This Week in AI: Major Tech Companies Adopt Synthetic Data Solutions

This week in the AI landscape, synthetic data has taken center stage.

Last Thursday, OpenAI unveiled Canvas, a fresh interface for engaging with ChatGPT, its AI-driven chatbot platform. Canvas provides a workspace for your writing and coding projects, allowing users to generate text and code within the interface. Users can then highlight specific sections for editing with ChatGPT's assistance.

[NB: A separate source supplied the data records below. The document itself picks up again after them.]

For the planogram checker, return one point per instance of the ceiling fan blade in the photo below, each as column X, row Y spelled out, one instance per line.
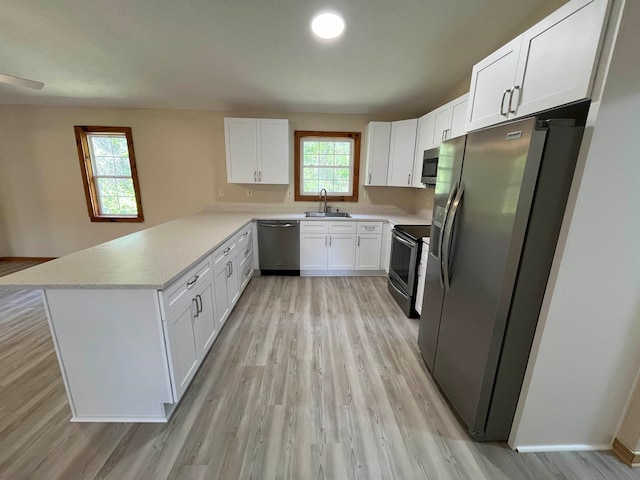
column 21, row 82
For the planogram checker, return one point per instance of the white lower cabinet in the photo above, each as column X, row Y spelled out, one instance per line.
column 368, row 245
column 342, row 255
column 313, row 251
column 205, row 324
column 340, row 247
column 191, row 325
column 182, row 348
column 368, row 252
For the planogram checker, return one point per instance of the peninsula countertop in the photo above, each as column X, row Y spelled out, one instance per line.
column 155, row 257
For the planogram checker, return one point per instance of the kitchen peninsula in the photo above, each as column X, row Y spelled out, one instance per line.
column 132, row 319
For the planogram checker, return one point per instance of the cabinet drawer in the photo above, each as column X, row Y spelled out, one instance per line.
column 369, row 227
column 174, row 294
column 314, row 227
column 243, row 237
column 221, row 254
column 342, row 227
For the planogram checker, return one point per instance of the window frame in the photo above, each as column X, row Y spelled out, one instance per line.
column 86, row 166
column 355, row 181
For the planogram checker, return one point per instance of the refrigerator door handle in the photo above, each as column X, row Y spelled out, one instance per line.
column 448, row 229
column 447, row 207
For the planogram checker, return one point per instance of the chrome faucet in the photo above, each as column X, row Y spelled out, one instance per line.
column 325, row 199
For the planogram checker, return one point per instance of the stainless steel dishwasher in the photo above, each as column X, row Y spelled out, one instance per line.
column 279, row 247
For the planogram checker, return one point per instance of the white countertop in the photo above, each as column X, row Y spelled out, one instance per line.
column 154, row 257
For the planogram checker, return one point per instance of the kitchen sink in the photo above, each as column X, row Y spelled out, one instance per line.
column 327, row 215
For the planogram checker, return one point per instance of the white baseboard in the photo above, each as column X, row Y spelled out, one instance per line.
column 119, row 420
column 561, row 448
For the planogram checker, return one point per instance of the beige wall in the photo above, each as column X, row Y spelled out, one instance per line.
column 181, row 166
column 629, row 433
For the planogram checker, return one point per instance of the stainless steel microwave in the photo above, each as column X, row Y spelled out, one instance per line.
column 430, row 166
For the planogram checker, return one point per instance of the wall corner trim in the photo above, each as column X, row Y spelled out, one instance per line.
column 625, row 454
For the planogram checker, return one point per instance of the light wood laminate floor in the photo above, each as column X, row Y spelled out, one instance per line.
column 311, row 378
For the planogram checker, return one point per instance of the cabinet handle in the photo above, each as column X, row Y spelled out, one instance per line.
column 504, row 95
column 517, row 87
column 199, row 304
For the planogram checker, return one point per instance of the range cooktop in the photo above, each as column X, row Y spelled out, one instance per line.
column 416, row 232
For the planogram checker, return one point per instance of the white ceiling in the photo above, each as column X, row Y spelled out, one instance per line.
column 396, row 57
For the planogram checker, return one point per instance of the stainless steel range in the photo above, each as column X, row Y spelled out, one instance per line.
column 406, row 248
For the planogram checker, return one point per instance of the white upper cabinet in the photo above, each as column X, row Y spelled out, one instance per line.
column 458, row 116
column 491, row 81
column 567, row 41
column 377, row 156
column 257, row 150
column 551, row 64
column 273, row 151
column 424, row 138
column 442, row 119
column 402, row 153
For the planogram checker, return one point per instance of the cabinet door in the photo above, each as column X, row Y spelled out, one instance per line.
column 184, row 352
column 241, row 152
column 386, row 246
column 342, row 253
column 378, row 141
column 402, row 152
column 422, row 271
column 490, row 79
column 368, row 249
column 205, row 324
column 424, row 136
column 458, row 109
column 313, row 251
column 273, row 151
column 222, row 305
column 558, row 57
column 442, row 118
column 233, row 289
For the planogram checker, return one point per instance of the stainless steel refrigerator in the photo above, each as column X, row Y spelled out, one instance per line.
column 499, row 201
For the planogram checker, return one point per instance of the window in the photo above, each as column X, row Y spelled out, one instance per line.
column 109, row 174
column 328, row 160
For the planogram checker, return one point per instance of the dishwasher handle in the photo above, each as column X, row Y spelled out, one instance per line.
column 276, row 225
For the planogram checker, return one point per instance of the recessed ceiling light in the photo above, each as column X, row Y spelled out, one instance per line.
column 327, row 25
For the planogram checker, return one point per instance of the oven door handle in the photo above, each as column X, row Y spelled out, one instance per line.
column 409, row 244
column 448, row 228
column 447, row 208
column 392, row 282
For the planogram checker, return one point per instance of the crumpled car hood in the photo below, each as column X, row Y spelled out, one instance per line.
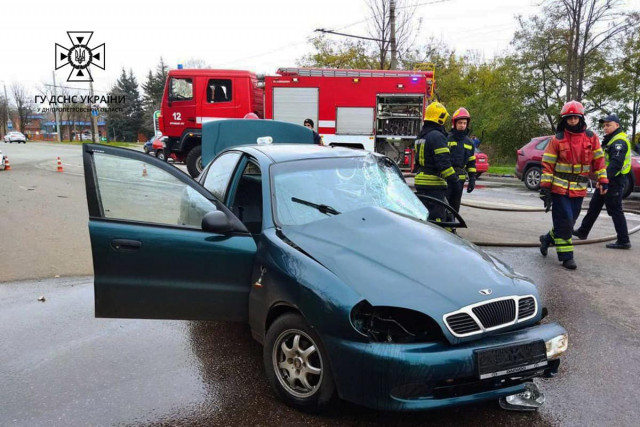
column 392, row 260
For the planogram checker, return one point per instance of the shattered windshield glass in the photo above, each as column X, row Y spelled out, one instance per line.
column 342, row 185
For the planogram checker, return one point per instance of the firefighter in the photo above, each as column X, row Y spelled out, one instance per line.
column 433, row 161
column 571, row 155
column 463, row 159
column 618, row 158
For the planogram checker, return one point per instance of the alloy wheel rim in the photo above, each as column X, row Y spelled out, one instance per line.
column 297, row 363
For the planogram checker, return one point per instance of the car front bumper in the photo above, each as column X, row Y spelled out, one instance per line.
column 406, row 377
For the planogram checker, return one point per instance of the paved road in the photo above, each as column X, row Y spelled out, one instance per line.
column 61, row 366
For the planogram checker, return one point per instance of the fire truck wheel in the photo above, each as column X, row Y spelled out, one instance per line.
column 194, row 161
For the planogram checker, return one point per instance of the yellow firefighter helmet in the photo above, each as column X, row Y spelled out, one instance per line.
column 436, row 113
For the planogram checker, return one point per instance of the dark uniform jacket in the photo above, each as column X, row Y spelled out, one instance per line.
column 462, row 154
column 616, row 153
column 433, row 162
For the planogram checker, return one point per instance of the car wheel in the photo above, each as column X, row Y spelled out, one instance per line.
column 628, row 186
column 160, row 155
column 532, row 178
column 297, row 365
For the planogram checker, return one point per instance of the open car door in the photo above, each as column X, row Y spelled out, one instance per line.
column 151, row 257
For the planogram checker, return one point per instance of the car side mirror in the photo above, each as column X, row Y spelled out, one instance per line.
column 216, row 222
column 449, row 211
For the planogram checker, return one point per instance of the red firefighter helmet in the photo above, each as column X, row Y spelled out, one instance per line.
column 461, row 113
column 572, row 108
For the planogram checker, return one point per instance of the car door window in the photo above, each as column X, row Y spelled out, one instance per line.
column 131, row 190
column 219, row 174
column 246, row 202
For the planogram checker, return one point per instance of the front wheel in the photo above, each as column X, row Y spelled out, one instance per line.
column 297, row 365
column 194, row 161
column 532, row 178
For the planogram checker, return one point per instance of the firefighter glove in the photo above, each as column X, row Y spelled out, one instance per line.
column 472, row 184
column 545, row 196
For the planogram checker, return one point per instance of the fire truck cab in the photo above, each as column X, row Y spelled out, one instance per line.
column 374, row 110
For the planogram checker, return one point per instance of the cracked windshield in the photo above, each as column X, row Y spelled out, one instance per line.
column 311, row 190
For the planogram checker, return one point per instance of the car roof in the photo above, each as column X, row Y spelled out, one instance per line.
column 286, row 152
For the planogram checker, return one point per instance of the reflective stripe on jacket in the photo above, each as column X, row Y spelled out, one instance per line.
column 576, row 154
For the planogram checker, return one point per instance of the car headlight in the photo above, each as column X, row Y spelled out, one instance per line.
column 394, row 324
column 557, row 346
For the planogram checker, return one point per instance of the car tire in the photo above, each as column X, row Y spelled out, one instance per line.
column 309, row 391
column 194, row 161
column 160, row 155
column 532, row 178
column 628, row 186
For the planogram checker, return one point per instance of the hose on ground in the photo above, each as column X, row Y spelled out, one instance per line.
column 537, row 244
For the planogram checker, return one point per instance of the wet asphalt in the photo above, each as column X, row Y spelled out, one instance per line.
column 60, row 366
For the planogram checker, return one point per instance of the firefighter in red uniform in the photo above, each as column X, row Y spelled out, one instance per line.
column 573, row 153
column 463, row 158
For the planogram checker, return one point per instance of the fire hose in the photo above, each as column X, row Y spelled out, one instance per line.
column 537, row 243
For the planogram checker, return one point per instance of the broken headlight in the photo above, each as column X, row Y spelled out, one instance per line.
column 394, row 324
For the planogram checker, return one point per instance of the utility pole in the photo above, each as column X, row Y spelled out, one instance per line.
column 94, row 118
column 6, row 106
column 392, row 24
column 55, row 112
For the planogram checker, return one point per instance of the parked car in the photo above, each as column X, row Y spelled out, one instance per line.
column 529, row 165
column 315, row 247
column 148, row 146
column 482, row 163
column 15, row 136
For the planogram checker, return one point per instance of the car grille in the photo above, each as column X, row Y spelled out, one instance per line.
column 491, row 315
column 462, row 323
column 526, row 307
column 496, row 313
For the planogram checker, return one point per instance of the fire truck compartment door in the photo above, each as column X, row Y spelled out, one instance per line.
column 295, row 104
column 221, row 134
column 354, row 121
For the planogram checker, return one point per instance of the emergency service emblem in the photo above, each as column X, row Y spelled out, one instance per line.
column 80, row 56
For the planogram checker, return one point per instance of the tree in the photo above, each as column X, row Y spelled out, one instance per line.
column 586, row 27
column 24, row 104
column 153, row 89
column 407, row 28
column 125, row 123
column 342, row 54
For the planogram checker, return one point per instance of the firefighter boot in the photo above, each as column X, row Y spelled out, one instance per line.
column 544, row 245
column 570, row 264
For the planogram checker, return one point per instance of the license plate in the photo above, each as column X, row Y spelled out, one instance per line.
column 507, row 360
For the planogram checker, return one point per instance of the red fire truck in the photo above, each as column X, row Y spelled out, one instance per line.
column 373, row 110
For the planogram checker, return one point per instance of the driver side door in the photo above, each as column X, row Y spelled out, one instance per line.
column 151, row 258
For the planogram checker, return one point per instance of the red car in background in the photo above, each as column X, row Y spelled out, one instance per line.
column 482, row 163
column 529, row 165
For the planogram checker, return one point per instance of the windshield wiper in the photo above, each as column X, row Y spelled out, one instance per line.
column 325, row 209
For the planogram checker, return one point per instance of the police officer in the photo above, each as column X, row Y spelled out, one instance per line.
column 618, row 158
column 463, row 158
column 573, row 153
column 433, row 162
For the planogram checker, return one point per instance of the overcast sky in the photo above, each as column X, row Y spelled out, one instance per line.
column 238, row 34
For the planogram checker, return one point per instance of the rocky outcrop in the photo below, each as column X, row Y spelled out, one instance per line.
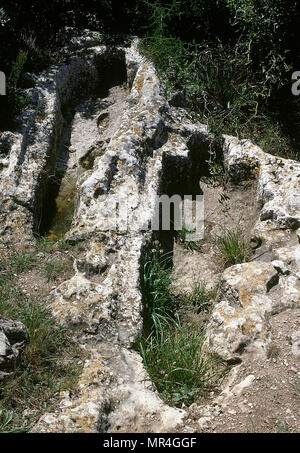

From a user experience standpoint, Canvas significantly enhances usability. However, the most intriguing aspect of this feature is the advanced model fueling it. OpenAI has fine-tuned its GPT-4o model using synthetic data to enable innovative user interactions in Canvas.

“We employed cutting-edge synthetic data generation techniques, like distilling outputs from OpenAI’s o1-preview, to refine the GPT-4o model for Canvas, allowing targeted edits and high-quality inline comments,” shared Nick Turley, ChatGPT's head of product, in a post on X. “This innovative approach has enabled rapid model improvement and the introduction of novel user interactions, all without relying on human-generated data.”

OpenAI isn’t alone; major tech companies are increasingly turning to synthetic data for model training. For instance, Meta’s development of Movie Gen, a suite of AI tools for video creation and editing, partially utilized synthetic captions generated by an extension of its Llama 3 models. Although a team of human annotators polished these captions, much of the foundational work was automated.

OpenAI’s CEO Sam Altman believes that AI will eventually create synthetic data capable of training itself effectively, a significant advantage for companies like OpenAI that incur substantial costs for human annotators and data licensing.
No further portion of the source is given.